Step/siblings - fight /
whine / complain / are too noisy / don't like each other / won't obey
house rules / are too picky about food / gang up on each other / ignore
each other / com-pete with each other / stay up too late / trash the house
/ are rude and disrespectful /..."
Implication - one or more
kids 'cause our visitation
problems; or...
Relatives - my
[mother / father / mother in law / father in law / ex mother in law / ex
father in law / (or other relative)] criticizes [me / my child(ren)

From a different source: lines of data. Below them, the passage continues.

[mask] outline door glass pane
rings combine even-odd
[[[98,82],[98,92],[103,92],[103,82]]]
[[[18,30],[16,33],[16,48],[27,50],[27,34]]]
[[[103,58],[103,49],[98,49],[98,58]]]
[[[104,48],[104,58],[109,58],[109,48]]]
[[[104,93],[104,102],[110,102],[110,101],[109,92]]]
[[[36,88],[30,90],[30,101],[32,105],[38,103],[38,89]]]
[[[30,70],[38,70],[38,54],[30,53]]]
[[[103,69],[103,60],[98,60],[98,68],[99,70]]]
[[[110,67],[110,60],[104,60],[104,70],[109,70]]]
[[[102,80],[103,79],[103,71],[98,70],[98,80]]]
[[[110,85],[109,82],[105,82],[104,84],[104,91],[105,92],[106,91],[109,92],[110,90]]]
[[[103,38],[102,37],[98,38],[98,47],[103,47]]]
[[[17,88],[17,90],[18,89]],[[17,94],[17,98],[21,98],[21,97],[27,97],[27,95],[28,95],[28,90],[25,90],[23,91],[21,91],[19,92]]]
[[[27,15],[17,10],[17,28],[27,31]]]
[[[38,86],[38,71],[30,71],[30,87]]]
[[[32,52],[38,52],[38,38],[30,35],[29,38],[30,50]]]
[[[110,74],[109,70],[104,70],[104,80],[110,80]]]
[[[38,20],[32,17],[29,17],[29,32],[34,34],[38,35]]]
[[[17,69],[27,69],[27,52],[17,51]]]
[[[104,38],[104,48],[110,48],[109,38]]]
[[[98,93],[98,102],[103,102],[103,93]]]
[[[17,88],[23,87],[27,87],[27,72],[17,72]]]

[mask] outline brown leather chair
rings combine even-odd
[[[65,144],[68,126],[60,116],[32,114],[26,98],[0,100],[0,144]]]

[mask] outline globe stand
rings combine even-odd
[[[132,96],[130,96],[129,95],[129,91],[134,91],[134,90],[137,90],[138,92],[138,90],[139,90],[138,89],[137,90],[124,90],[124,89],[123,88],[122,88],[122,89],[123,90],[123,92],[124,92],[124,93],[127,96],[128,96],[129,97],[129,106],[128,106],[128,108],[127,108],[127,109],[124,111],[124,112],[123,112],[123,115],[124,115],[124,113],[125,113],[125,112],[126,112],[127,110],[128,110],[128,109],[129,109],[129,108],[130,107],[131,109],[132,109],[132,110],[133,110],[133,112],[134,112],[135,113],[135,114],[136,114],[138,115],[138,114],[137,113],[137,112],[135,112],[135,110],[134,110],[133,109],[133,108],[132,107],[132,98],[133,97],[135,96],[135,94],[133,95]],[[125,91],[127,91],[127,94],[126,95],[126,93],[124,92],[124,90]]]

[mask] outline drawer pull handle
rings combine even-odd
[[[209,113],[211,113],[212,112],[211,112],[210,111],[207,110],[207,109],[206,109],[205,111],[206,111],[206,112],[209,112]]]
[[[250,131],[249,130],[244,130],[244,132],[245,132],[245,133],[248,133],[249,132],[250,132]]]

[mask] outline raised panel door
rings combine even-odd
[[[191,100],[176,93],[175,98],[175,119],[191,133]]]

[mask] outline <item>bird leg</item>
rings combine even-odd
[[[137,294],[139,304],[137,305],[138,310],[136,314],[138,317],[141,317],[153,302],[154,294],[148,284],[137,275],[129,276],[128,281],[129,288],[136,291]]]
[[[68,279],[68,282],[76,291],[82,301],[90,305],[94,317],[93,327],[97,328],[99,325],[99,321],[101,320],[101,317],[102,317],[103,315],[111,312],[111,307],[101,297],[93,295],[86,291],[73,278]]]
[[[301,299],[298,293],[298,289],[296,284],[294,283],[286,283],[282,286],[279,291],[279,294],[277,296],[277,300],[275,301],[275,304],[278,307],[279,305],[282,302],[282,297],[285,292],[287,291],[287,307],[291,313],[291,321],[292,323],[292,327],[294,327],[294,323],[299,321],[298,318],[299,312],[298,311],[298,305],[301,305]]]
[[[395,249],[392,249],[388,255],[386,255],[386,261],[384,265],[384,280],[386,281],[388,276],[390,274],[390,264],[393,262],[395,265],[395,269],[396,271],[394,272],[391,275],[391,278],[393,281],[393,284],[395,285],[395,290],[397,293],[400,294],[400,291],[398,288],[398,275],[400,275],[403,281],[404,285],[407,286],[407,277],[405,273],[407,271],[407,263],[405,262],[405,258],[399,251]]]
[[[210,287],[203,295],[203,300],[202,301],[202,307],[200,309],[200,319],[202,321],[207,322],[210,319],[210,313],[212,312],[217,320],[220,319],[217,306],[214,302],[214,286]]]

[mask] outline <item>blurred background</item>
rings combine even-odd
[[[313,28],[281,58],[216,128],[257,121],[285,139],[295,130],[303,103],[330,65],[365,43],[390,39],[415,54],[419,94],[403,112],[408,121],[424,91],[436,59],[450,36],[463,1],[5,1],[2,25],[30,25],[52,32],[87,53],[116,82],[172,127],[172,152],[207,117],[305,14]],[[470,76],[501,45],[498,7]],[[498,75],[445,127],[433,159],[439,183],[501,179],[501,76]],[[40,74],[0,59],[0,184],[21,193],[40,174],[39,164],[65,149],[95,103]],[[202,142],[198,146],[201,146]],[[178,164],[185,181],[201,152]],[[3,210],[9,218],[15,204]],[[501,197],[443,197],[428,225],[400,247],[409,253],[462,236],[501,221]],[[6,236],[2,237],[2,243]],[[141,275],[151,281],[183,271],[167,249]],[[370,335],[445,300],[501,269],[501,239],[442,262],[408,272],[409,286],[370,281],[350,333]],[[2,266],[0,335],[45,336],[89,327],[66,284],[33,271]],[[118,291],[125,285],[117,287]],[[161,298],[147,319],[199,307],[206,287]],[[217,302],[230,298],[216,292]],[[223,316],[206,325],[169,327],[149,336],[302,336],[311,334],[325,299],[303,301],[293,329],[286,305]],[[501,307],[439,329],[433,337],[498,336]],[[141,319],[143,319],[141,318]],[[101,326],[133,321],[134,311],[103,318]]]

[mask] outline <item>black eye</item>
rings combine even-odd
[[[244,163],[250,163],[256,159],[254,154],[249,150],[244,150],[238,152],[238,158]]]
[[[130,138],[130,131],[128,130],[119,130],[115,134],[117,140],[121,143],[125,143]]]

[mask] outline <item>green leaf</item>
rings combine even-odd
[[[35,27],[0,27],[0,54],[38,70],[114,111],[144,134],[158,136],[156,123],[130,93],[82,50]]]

/ my present partner / my ex mate / all of us] for [some
visitation choices and behaviors] without [understanding /
listening / being asked for their opinion / empathizing / knowing the
details / caring what I need or feel /...]
Implication -
it's my relatives' fault
that visitations
are stressful.
A final group of surface visitation problems sounds like...
The lawyer(s) / judge /
legal system / mediator - made this ridiculous schedule / is
completely unreasonable / is totally biased / made us use this expensive
psychological expert who said... / forced us to see this counselor,
who said .. / cost us thousands of dollars we don't have, to get (no
solutions) / threatened me with... / won't stand up to my ex about...
"
Implication -
Our visitation problems are caused by
the legal
system, not us or me!
Did you see elements of your situation here? The average visitation conflict
is a mosaic of these, with adults and kids in each home having different
perceptions, priorities, and different sets of criticisms and
complaints. I propose that none of these is the real
problem!
What do you notice about these reasons individually and all together? What I
notice is the adults who cite these complaints...
-
are critical of, and
frustrated with one or more other people, and they...
-
deny, minimize, or justify their part
in what causes their "visitation problems."